GMO Rice Reduces Methane Output

On it’s face, the following story about genetically engineered rice seems much more innocuous than the vast majority of genetic engineering schemes. But one still has to question the wisdom of splicing different species of genes together. Maybe methane is necessary in order for rice to be digestible? Perhaps we don’t know all that we think we know about the biological processes of life? I mean, if I actually knew half as much as I thought I knew when I was sixteen, it would be amazing. It seems as though in our efforts to run full steam ahead into a Brave New World, we probably getting ahead of ourselves. Anyway, here is the article about a different type of GMO rice:

Genetic engineering creates rice strain that makes less methane

Rice agriculture has become one of the most powerful anthropogenic sources of methane, due to continuously growing world population. “We would get more starch, more food, and less methane”, explains Dr Jansson, now director of plant sciences at the US Department of Energy’s Pacific Northwest National Laboratory.

“Until now, nobody actually achieved success in altering rice plants” the Dutch scientist said.

Already in 2002, scientists reported that the more grain carried by rice plants, the less methane they emitted.
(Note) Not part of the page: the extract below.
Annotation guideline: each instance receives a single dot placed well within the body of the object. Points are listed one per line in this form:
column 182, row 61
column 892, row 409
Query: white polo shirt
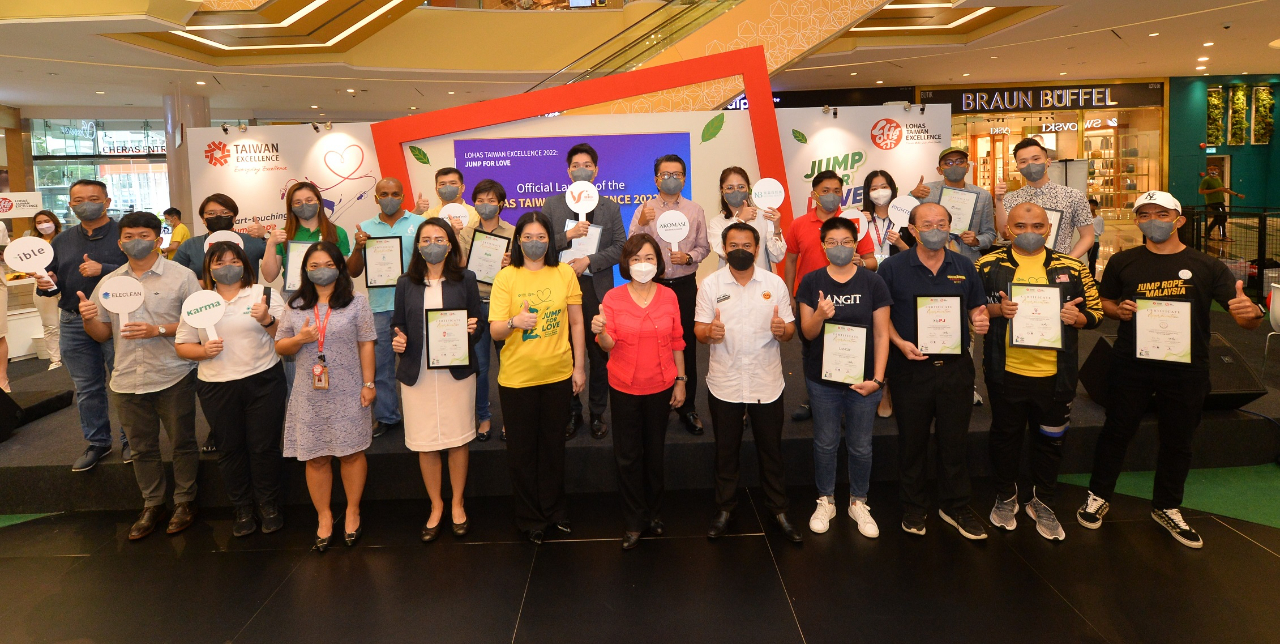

Chuanxin Sun of the Swedish university and senior author of the study added a single gene from barley to rice, then planted it in a field next to a conventional rice field in China. By reducing the size of the rice plants’ roots, the scientists hoped that they could curb the amount of methane produced in the fields. As a result, the world’s rice paddies emit between 25 million and 100 million metric tons of methane every year. Since the low-methane strain of rice isn’t bred to be herbicide or pesticide resistant, this most likely won’t be an issue with this particular strain – though the way that its root-system interacts with microbes in the soil is something to watch. With less carbon in the roots, there is less raw material for the microbes to work on, the researchers explain. Without more trials, Bodelier wrote, it’s hard to know how the genetic modification impacts the rice cultivar’s long-term chances for survival. Far fewer methane-producing bacteria hugged the roots of the new rice. Crops like Roundup-resistant soy or corn have led to a marked increase in the use of herbicides in the United States, though some studies have also shown that genetically modified crops have led to a decrease in the use of some pesticides.

The methane is a natural byproduct of the decomposition of organic matter in the rice paddies. The reduction in methane emissions was particularly effective during the summers, when they were down to 0.3 percent of total emissions from the plant’s decomposition, compared to 10 percent emissions in the conventional crop.

Unlike golden rice where a totally alien gene was introduced into the group, here the change is not major but still could have unintended consequences, Paul Bodelier, a microbial ecologist at the Netherlands Institute of Ecology in Wageningen told CSM. Therefore, a need for developing a new rice variety that reduces methane emissions was recognized. Genetically engineered rice isn’t commercially cultivated anywhere in the world, in part because of ethical and biological concerns about the spread of engineered rice pollen, experts said.